3. ACA isn’t a single payer system: Nope. But the fact that it isn’t single payer isn’t in and of itself. Single payer is one means an end. Beyond increasing the percentage of population insured, the goal of health policy should be to keep costs manageable and while increasing the quality of care for each dollar spent. As with the Stimulus, he started from a compromise position in developing ACA but, more significantly, how exactly is ACA going to control costs? In practice, how is ACA going to reduce cost growth? Hey, maybe forcing everyone to buy insurance on the open (for profit) market will reduce costs, but I’m not holding my breath. What are the mechanisms which will drive revenue towards improving quality of care rather than being spent on executives salaries, marketing, and other overhead expenses? My complaint with ACA isn’t that it isn’t well-intentioned, it is; my complaint is that it seems to rely heavily on magical thinking to achieve long term success.
A quibble with Kinsley’s review of Frank’s book… He writes:
“Conservatives have dominated the debate, and usually the government, for three decades now, yet they haven’t managed to abolish a single cabinet department or eliminate a single major entitlement program. Nothing big has been “privatized.””

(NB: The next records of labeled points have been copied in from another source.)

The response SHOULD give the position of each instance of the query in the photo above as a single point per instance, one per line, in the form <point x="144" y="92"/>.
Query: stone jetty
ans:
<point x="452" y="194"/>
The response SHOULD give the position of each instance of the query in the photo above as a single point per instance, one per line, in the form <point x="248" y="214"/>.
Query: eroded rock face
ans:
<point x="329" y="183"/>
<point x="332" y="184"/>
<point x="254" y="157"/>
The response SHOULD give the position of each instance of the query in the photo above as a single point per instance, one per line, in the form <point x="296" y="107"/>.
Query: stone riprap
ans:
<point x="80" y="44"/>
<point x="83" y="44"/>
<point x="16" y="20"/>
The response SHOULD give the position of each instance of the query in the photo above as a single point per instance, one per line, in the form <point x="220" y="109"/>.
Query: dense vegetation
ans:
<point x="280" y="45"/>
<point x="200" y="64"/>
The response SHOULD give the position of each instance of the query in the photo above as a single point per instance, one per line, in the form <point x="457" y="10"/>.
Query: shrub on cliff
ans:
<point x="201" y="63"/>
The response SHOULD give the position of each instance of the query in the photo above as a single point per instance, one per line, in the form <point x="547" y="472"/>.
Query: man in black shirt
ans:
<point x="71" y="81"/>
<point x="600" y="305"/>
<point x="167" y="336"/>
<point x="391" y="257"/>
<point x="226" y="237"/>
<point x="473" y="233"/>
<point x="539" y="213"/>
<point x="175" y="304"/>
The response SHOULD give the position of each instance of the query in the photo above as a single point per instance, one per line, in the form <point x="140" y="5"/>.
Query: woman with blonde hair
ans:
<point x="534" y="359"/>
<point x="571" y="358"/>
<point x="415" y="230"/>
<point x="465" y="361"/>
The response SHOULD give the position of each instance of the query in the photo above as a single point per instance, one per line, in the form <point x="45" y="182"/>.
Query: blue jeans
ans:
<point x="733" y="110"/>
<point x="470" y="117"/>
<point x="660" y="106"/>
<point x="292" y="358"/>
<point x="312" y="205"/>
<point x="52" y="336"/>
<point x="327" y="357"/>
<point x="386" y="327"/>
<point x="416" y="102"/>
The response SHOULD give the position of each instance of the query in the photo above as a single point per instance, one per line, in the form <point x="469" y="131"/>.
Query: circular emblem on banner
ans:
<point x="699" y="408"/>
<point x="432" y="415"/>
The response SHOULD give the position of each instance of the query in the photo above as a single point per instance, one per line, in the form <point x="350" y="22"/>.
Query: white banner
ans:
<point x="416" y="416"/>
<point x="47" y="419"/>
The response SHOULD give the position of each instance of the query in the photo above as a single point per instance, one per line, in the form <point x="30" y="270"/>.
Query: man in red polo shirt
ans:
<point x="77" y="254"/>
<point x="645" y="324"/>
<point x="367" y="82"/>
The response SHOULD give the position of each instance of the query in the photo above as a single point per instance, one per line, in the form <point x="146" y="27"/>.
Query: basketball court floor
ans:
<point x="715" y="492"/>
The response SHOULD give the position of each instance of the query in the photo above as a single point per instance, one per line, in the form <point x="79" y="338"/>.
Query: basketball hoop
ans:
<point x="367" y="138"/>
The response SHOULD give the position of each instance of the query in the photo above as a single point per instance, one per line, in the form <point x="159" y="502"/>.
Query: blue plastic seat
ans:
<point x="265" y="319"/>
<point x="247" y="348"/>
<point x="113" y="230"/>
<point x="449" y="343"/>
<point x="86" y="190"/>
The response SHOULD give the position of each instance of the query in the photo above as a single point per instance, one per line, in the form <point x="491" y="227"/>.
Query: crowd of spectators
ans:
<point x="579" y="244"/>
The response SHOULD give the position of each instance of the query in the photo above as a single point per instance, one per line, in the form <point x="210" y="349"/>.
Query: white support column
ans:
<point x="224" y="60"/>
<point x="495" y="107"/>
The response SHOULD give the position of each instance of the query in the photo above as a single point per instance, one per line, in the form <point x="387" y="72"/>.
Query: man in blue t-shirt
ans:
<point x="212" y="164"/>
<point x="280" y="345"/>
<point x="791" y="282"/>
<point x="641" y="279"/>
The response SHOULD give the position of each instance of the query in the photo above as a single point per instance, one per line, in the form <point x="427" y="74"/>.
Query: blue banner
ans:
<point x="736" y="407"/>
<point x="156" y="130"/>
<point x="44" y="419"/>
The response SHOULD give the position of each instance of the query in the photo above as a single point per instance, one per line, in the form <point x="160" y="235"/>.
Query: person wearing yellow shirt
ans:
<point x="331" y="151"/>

WRONG! How about the military? Compare Gov’t expenditures on contractors now with those a generation ago… two generations ago. Contractors are being paid to do all sorts of things which the services previously did for themselves. This includes ‘security-related’ activities as well as tasks suitable for civilians like serving food, doing laundry, etc. I’d be willing to bet that the mercs are getting paid a heck of a lot more than our Special Forces troops. Cafeteria workers? I have no idea but it would be interesting to see a cost analysis of outsourcing in the military.